Journal of Business & Securities Law
- Discipline: Law
- Language: English

Publication details
- History: 2005-2019
- Publisher: Michigan State University College of Law (United States)
- Frequency: Biannually

Standard abbreviations
- Bluebook: J. Bus. & Sec. L.
- ISO 4: J. Bus. Secur. Law

Indexing
- ISSN: 1558-609X
- LCCN: 2005212548
- OCLC no.: 62075516

= Journal of Business & Securities Law =

The Journal of Business & Securities Law was a student-edited law journal covering the areas of business and securities law published by students at the Michigan State University College of Law. The Journal published articles on topics including corporate litigation, commercial transactions, employment, e-commerce, securities regulation, and other topics at the intersection of law and business.
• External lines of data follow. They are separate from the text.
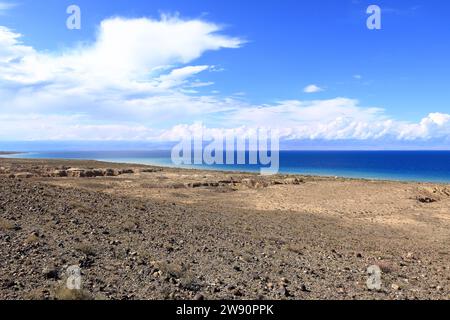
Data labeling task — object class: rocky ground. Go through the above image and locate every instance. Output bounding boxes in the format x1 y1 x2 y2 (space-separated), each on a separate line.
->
0 159 450 299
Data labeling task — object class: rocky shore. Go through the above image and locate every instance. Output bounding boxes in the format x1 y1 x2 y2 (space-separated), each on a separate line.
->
0 159 450 299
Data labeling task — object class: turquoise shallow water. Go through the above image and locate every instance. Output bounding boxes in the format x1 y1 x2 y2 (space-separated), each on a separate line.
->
2 151 450 183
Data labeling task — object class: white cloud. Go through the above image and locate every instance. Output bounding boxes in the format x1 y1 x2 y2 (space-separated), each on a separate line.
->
0 17 450 146
303 84 323 93
0 1 16 15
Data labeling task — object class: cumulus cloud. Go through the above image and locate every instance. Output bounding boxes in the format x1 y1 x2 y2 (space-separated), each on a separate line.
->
0 1 16 15
303 84 323 93
0 17 450 146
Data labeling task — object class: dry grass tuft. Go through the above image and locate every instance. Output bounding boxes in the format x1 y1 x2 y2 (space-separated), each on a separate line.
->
74 243 96 256
0 218 17 231
55 286 94 301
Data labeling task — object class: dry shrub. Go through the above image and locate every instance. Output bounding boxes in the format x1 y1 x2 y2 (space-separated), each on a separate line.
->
55 286 94 301
0 218 17 231
74 243 96 256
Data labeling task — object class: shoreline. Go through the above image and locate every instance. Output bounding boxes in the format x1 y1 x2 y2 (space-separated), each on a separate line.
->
0 151 450 186
0 158 450 300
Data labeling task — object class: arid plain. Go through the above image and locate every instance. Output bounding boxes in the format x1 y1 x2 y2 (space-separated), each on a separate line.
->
0 159 450 299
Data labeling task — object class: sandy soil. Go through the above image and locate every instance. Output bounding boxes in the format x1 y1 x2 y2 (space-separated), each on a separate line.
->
0 159 450 299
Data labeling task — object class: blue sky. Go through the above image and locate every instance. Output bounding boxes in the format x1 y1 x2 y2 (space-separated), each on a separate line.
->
0 0 450 145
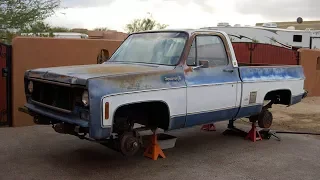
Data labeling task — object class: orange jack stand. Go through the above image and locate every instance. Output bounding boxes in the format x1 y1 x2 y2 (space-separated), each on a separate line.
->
201 123 216 131
143 132 166 160
246 122 262 142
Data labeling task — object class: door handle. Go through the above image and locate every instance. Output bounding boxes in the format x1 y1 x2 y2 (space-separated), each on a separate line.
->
223 69 233 73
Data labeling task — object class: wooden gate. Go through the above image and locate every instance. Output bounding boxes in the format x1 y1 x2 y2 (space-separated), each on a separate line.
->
0 43 12 126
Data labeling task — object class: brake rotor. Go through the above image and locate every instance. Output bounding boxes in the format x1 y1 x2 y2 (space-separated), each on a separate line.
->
120 132 141 156
258 110 273 128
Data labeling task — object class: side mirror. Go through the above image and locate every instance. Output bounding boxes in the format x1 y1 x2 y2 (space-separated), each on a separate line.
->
97 49 110 64
199 60 209 68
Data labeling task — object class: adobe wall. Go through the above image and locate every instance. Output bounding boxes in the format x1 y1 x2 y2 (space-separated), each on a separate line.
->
299 49 320 96
12 37 122 126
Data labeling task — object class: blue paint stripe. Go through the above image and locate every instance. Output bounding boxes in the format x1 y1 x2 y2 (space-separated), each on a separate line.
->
239 66 305 82
290 94 303 105
185 107 238 127
235 104 263 119
169 115 186 130
169 104 263 130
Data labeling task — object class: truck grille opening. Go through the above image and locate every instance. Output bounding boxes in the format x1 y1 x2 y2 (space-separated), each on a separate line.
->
31 81 82 111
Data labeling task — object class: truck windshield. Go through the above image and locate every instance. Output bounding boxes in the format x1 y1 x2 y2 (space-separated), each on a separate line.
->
108 32 188 65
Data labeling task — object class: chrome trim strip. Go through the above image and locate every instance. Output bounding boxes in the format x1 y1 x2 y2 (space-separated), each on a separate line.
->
31 100 72 113
101 86 187 102
242 78 305 84
28 78 85 88
188 81 241 87
187 106 239 115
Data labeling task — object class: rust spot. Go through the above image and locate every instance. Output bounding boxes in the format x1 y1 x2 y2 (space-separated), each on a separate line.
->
184 66 193 74
84 65 153 74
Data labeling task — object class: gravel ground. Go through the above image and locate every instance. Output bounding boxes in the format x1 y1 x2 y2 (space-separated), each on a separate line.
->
0 122 320 180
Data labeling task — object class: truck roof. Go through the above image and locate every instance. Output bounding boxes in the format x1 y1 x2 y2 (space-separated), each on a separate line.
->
131 29 228 35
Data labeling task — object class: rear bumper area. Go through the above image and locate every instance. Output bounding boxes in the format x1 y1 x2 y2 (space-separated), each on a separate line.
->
25 103 89 128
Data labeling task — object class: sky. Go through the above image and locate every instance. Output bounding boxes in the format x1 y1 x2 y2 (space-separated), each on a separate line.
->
46 0 320 31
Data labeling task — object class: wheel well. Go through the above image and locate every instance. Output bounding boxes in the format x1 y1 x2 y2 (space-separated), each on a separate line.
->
264 89 291 105
113 101 170 132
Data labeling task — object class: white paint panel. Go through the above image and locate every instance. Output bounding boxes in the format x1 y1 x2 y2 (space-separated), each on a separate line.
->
187 83 237 113
102 88 187 126
241 80 304 106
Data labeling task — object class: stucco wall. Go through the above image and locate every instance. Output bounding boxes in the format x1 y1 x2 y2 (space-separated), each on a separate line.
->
299 49 320 96
12 37 122 126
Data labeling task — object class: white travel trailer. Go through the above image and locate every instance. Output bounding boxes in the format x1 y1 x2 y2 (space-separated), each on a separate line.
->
21 32 88 39
202 26 320 49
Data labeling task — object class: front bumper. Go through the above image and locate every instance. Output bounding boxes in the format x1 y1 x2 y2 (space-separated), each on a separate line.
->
302 90 308 99
25 103 89 128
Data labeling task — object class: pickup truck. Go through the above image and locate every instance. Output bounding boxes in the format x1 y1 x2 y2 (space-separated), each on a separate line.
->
24 29 307 154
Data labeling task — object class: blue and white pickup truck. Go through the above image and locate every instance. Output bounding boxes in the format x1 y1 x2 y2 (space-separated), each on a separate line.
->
25 29 307 154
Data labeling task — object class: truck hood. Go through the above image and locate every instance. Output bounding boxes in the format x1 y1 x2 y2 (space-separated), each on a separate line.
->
27 64 174 85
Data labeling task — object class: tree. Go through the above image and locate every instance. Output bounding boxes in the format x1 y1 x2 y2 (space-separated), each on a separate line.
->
125 15 168 33
93 27 109 31
0 0 60 42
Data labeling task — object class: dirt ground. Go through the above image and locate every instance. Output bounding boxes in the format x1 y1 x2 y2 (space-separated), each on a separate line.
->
264 97 320 133
0 97 320 180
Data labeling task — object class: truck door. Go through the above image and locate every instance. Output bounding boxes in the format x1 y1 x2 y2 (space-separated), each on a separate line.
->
185 35 241 127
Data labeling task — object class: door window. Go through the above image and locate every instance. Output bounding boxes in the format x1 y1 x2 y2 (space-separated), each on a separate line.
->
187 35 228 67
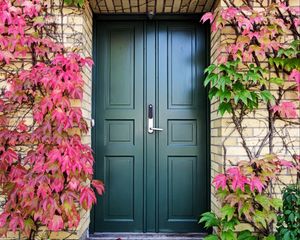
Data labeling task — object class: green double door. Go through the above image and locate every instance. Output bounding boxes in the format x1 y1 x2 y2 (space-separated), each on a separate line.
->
92 21 209 232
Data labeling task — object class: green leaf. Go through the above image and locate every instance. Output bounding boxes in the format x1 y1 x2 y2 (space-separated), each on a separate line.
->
237 230 257 240
217 89 231 102
204 64 217 74
204 73 219 87
270 198 282 210
263 235 276 240
199 212 219 228
208 87 219 100
204 234 219 240
253 210 267 228
221 205 235 221
77 0 84 7
255 194 271 210
260 90 274 102
218 102 232 116
221 230 236 240
270 78 284 86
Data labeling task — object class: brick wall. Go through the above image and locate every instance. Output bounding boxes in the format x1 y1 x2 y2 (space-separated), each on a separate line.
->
211 0 300 212
0 0 93 240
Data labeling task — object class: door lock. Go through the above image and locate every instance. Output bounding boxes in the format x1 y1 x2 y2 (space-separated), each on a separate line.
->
148 104 163 133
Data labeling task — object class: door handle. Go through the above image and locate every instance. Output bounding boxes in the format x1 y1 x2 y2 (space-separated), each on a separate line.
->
148 104 163 133
151 128 163 131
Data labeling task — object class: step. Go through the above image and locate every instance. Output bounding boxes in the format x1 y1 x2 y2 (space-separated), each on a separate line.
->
89 232 205 240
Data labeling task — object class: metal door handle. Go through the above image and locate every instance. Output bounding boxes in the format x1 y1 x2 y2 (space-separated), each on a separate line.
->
151 128 163 131
148 104 163 133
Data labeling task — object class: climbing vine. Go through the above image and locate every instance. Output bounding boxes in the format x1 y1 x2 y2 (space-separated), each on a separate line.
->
0 0 104 239
200 0 300 240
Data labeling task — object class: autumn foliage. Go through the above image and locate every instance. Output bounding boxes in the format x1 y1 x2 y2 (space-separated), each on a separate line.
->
200 0 300 240
0 0 104 238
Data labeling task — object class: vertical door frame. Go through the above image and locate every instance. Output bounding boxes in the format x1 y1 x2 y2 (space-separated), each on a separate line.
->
89 14 211 233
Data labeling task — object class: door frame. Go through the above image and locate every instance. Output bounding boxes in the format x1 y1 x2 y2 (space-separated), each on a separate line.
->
89 13 211 234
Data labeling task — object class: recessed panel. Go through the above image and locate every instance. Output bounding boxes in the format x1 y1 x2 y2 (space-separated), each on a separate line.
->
106 28 135 109
105 120 134 144
168 156 197 221
167 27 195 108
104 156 134 221
168 120 197 146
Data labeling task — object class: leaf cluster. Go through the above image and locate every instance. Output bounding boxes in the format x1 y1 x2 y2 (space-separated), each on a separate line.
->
199 156 292 240
276 185 300 240
204 59 274 115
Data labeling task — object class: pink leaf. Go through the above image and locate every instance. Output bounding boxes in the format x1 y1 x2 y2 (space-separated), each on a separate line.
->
17 120 28 132
48 215 64 232
213 174 227 190
200 12 214 23
92 180 104 195
0 212 9 228
79 187 96 210
279 160 293 168
272 102 298 118
250 176 264 193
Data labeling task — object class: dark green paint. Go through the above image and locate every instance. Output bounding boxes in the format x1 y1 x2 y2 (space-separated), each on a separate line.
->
92 21 209 232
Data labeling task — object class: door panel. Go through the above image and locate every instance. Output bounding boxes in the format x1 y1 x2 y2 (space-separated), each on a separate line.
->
156 22 207 232
93 21 208 232
95 22 144 231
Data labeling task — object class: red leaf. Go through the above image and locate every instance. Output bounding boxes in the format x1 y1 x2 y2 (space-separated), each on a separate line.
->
200 12 214 23
79 187 96 210
48 215 64 232
250 176 264 193
92 180 105 195
213 174 227 190
279 160 294 168
0 212 9 228
272 102 298 118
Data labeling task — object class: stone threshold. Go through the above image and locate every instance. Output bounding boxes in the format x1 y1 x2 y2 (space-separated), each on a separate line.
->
89 232 206 240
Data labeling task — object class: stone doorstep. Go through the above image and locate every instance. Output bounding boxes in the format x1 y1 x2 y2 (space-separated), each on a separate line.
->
89 233 206 240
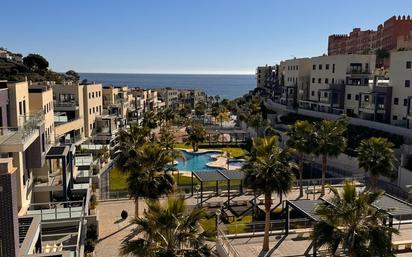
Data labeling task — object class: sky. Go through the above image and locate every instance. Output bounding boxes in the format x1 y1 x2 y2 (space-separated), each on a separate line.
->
0 0 412 74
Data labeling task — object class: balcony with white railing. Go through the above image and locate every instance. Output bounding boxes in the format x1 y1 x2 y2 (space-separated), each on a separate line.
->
0 112 44 152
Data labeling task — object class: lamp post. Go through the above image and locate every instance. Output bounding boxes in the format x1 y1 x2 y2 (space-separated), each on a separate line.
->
216 209 222 230
195 184 200 206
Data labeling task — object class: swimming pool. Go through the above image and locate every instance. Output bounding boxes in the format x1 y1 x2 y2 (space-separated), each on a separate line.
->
176 151 221 171
176 151 243 171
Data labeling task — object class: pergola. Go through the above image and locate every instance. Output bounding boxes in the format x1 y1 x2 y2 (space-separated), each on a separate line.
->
192 169 245 206
285 193 412 257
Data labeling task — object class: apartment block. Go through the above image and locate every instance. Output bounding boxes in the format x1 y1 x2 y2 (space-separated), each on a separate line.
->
82 84 103 137
328 15 412 55
0 81 95 257
389 51 412 128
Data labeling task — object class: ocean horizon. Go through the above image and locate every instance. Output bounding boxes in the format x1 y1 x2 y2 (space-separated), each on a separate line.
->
79 73 256 99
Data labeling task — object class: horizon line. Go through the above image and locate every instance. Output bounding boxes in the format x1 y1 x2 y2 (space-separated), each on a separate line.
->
73 71 255 75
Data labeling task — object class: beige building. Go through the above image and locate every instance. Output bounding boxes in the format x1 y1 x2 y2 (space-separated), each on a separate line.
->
278 58 310 107
53 83 85 143
389 51 412 128
82 84 103 137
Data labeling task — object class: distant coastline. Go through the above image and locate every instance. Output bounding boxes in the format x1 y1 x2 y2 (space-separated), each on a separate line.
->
80 73 256 99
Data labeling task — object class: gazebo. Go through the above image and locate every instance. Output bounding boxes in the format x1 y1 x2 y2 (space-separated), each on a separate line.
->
192 169 245 206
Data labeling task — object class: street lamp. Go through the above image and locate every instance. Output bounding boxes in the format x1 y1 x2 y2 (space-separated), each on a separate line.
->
216 209 222 230
195 184 200 206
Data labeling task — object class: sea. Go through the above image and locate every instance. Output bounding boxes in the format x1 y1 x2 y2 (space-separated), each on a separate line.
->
80 73 256 99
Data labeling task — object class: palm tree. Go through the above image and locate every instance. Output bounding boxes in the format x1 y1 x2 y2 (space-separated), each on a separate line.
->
287 120 315 197
356 137 397 190
242 136 296 251
185 124 206 152
124 142 181 217
120 197 211 257
311 181 397 257
314 116 347 195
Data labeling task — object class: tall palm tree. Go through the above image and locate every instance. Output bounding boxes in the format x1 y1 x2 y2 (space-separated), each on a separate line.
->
125 142 181 217
311 181 397 257
120 197 211 257
356 137 397 190
286 120 315 197
242 136 296 251
314 116 347 195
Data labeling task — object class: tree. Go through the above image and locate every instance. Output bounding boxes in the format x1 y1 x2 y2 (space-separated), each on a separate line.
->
127 142 179 217
313 116 347 195
287 120 315 197
311 181 397 257
242 136 296 251
65 70 80 82
356 137 397 190
23 54 49 72
185 124 206 152
120 197 212 257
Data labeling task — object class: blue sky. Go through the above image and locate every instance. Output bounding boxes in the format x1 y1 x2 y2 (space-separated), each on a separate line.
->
0 0 412 74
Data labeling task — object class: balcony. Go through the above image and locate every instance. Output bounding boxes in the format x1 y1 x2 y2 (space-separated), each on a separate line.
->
53 101 79 111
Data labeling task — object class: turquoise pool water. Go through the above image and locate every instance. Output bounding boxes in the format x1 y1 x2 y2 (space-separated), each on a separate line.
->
176 151 243 171
176 151 221 171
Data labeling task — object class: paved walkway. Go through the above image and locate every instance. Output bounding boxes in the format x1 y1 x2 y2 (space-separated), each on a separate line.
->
95 200 147 257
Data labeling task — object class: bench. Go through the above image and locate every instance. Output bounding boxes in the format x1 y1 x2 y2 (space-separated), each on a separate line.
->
392 240 412 251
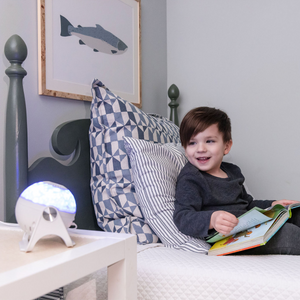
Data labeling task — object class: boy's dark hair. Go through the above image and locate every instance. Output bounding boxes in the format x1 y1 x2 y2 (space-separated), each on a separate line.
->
179 106 231 148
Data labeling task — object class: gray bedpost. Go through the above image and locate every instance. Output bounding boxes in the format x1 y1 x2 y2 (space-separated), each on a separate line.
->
4 35 28 223
168 84 179 126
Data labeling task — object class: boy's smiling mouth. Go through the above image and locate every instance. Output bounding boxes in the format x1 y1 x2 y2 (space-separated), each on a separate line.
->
196 157 210 162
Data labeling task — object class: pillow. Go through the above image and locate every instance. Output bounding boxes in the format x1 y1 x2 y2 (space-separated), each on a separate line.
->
89 80 179 244
125 137 210 253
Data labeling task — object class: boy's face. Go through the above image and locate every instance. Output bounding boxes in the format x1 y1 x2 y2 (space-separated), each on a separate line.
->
185 124 232 177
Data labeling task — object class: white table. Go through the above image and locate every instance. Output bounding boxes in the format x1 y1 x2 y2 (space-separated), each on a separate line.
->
0 224 137 300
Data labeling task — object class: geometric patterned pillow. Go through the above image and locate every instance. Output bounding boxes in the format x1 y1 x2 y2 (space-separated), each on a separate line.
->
125 137 210 254
89 80 180 244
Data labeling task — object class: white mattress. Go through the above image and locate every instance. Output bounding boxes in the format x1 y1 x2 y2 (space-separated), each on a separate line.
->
65 245 300 300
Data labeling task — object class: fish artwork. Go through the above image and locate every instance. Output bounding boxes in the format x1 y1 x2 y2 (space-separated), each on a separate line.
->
60 16 128 55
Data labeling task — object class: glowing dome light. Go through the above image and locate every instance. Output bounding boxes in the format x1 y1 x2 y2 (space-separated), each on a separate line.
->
21 181 76 214
15 181 76 252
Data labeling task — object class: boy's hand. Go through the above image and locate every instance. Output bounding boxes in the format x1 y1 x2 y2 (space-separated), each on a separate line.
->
209 210 239 234
272 199 300 206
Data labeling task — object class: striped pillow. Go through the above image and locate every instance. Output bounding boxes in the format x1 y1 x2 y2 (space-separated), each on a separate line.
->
124 137 210 253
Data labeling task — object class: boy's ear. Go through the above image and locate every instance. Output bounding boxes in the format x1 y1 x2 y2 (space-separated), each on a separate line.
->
224 140 232 155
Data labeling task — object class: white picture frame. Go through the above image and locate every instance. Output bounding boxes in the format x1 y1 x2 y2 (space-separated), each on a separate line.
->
37 0 142 107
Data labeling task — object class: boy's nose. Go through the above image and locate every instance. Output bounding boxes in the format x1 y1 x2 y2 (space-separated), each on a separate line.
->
197 143 206 152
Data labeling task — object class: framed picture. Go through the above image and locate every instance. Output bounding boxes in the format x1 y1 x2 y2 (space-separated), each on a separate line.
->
37 0 141 107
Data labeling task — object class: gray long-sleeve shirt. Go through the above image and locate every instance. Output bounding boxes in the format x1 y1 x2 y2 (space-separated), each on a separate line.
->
173 162 274 238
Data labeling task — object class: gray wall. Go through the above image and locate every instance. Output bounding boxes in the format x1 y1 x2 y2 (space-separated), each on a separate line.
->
0 0 167 220
167 0 300 200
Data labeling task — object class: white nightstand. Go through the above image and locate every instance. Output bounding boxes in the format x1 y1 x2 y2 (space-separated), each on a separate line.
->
0 224 137 300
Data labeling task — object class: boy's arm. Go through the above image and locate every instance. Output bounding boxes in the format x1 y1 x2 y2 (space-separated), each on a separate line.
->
242 186 275 210
209 210 239 235
173 174 214 238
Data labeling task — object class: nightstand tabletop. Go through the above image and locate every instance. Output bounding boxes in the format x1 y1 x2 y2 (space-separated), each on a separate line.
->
0 225 137 300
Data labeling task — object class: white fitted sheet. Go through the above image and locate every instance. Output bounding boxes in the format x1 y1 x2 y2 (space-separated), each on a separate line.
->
65 244 300 300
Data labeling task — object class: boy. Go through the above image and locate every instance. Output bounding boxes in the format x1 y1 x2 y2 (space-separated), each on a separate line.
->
174 107 300 255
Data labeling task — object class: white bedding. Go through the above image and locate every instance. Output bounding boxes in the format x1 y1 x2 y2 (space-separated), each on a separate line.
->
65 244 300 300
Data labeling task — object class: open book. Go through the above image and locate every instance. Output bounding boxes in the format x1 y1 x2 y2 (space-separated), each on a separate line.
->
206 202 300 255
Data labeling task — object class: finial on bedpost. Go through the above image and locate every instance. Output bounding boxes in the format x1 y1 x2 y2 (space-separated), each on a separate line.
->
4 34 28 223
168 84 179 126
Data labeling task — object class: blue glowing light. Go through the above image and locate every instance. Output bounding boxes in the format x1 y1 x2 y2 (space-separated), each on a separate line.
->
21 181 76 214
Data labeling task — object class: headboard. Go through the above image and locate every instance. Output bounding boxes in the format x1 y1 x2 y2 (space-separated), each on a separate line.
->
5 35 179 230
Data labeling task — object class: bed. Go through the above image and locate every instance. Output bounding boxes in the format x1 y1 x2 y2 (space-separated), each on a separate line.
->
5 35 300 300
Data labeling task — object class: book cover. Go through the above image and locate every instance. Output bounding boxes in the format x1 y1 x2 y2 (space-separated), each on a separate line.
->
208 204 300 255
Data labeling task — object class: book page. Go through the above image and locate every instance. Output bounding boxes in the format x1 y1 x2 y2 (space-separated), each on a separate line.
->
207 209 272 243
210 221 273 253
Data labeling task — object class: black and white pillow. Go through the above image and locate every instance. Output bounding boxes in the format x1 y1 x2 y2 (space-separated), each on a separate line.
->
89 80 180 244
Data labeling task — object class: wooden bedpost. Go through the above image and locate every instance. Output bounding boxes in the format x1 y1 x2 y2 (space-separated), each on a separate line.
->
4 35 28 223
168 84 179 126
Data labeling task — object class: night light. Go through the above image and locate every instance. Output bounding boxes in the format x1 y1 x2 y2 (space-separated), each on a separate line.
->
15 181 76 252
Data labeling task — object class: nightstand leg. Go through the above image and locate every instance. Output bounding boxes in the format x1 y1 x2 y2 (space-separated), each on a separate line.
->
107 236 137 300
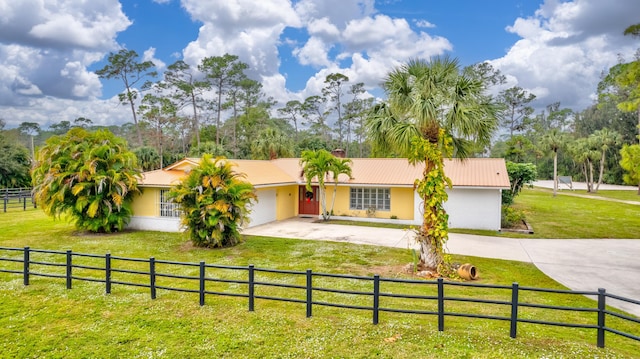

The Journal was the sole outlet for the transcription and publication of the annual Midwest Securities Law Institute held at the Michigan State University College of Law. It was also the national host of the annual Elliot A. Spoon Business Law Writing Competition. The Journal was staffed by approximately 25 law students and was headed by a board consisting of an editor-in-chief, executive editor, two managing editors of publication, and a managing editor of articles. The Journal has been cited in various state and federal court decisions around the United States.